The ring buffer is the data structure of real-time systems. Its properties — O(1) operations, zero allocation, predictable memory usage — are exactly what’s needed when you can’t afford to pause for garbage collection or block on a mutex. The SPSC variant is one of the fastest inter-thread communication mechanisms available, and the false-sharing-aware padding trick is a prime example of how hardware knowledge translates directly to performance.

Everywhere you see “circular buffer,” “ring buffer,” or “fixed-size queue” in systems code — from Linux kernel drivers to Disruptor to audio frameworks — this is the structure underneath.

Previous: Lesson 11: Skip Lists — How Redis sorted sets work

Course Complete

You’ve made it through all 12 lessons in Data Structures for Production Engineers.

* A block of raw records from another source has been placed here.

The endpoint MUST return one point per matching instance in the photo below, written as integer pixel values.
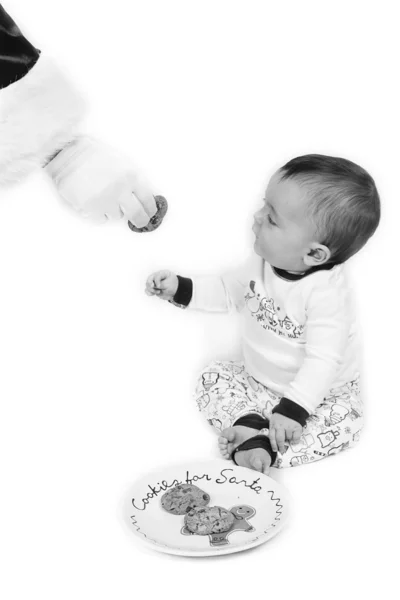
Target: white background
(208, 98)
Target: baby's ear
(317, 255)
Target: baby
(295, 397)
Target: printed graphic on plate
(226, 483)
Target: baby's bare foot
(231, 437)
(257, 459)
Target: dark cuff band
(184, 292)
(258, 441)
(290, 409)
(17, 55)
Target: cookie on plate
(156, 220)
(209, 519)
(182, 498)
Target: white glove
(100, 184)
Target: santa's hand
(100, 184)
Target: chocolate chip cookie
(182, 498)
(209, 519)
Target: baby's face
(282, 228)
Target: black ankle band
(254, 420)
(258, 441)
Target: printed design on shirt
(265, 312)
(327, 437)
(296, 461)
(305, 442)
(346, 392)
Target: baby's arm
(208, 293)
(327, 333)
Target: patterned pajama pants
(225, 392)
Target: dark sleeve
(184, 292)
(290, 409)
(17, 55)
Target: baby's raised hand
(283, 429)
(163, 284)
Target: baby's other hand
(163, 284)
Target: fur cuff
(39, 114)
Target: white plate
(259, 504)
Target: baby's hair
(344, 206)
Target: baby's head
(318, 210)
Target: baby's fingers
(151, 288)
(296, 435)
(160, 277)
(272, 439)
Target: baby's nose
(259, 216)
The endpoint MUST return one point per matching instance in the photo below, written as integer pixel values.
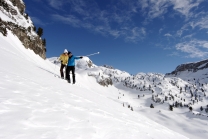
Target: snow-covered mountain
(35, 104)
(104, 103)
(14, 18)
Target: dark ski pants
(72, 69)
(61, 70)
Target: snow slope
(34, 104)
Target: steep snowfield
(34, 104)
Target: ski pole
(93, 54)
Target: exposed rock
(194, 67)
(33, 42)
(106, 82)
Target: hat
(69, 52)
(65, 51)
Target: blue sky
(131, 35)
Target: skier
(64, 60)
(71, 67)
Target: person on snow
(64, 60)
(71, 67)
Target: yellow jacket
(64, 58)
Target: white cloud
(194, 48)
(136, 34)
(168, 35)
(157, 8)
(69, 19)
(201, 23)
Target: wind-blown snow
(35, 104)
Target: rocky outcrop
(194, 67)
(25, 34)
(106, 82)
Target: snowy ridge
(34, 104)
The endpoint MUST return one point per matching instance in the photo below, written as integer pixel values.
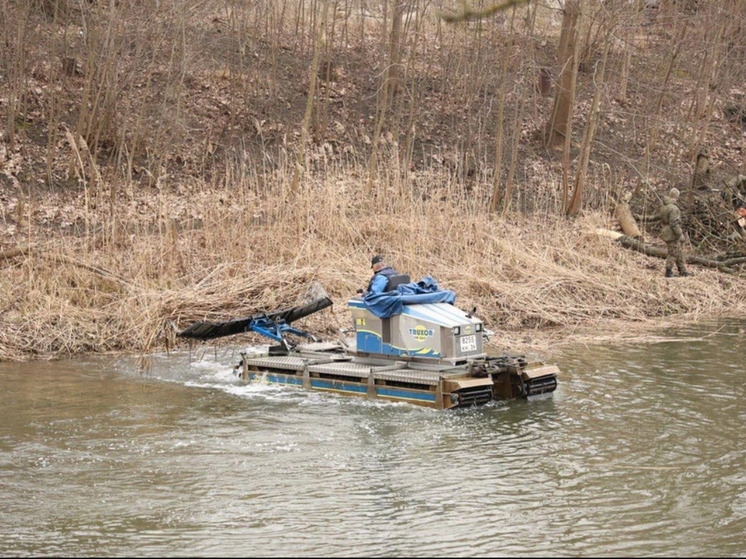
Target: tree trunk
(558, 127)
(590, 132)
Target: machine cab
(429, 331)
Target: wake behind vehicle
(425, 353)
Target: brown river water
(641, 451)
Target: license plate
(468, 343)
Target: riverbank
(119, 277)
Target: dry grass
(536, 281)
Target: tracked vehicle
(428, 353)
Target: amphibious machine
(425, 353)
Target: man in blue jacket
(381, 274)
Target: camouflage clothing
(671, 233)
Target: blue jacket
(380, 280)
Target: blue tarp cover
(389, 303)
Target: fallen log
(659, 252)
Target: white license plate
(468, 343)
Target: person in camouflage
(671, 233)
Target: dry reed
(536, 281)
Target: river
(639, 452)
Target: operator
(381, 274)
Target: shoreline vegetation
(163, 162)
(538, 282)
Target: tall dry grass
(536, 281)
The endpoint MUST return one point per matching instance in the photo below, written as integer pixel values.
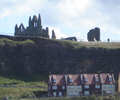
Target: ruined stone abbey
(34, 28)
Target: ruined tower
(34, 28)
(94, 34)
(53, 35)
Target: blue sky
(66, 17)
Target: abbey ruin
(34, 28)
(94, 34)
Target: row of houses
(81, 84)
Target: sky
(66, 17)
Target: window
(86, 93)
(54, 87)
(86, 79)
(54, 94)
(97, 86)
(54, 80)
(110, 79)
(63, 87)
(96, 79)
(60, 93)
(109, 92)
(86, 86)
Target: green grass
(77, 45)
(19, 88)
(76, 98)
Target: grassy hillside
(25, 63)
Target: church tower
(30, 22)
(39, 22)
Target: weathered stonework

Here’s what we covered:

Lesson	Topic	Key Insight
1	Arrays	Cache lines decide performance
2	Linked Lists	Almost never the right choice
3	Hash Maps	O(1) with asterisks
4	Stacks & Queues	Hiding in every system
5	Trees & BSTs	Why databases use trees
6	B-Trees	How indexes actually work
7	Heaps	Scheduling and top-K
8	Graphs	You use them daily
9	Tries	Prefix matching at scale
10	Bloom Filters	Probably yes, definitely no
11	Skip Lists	How Redis sorted sets work
12	Ring Buffers	Real-time systems foundation

The goal was never to teach you algorithms in isolation — it was to show you the why behind systems you already use. Every data structure here appears in production software you depend on every day. Recognizing the structure behind a system is the first step to understanding and improving it.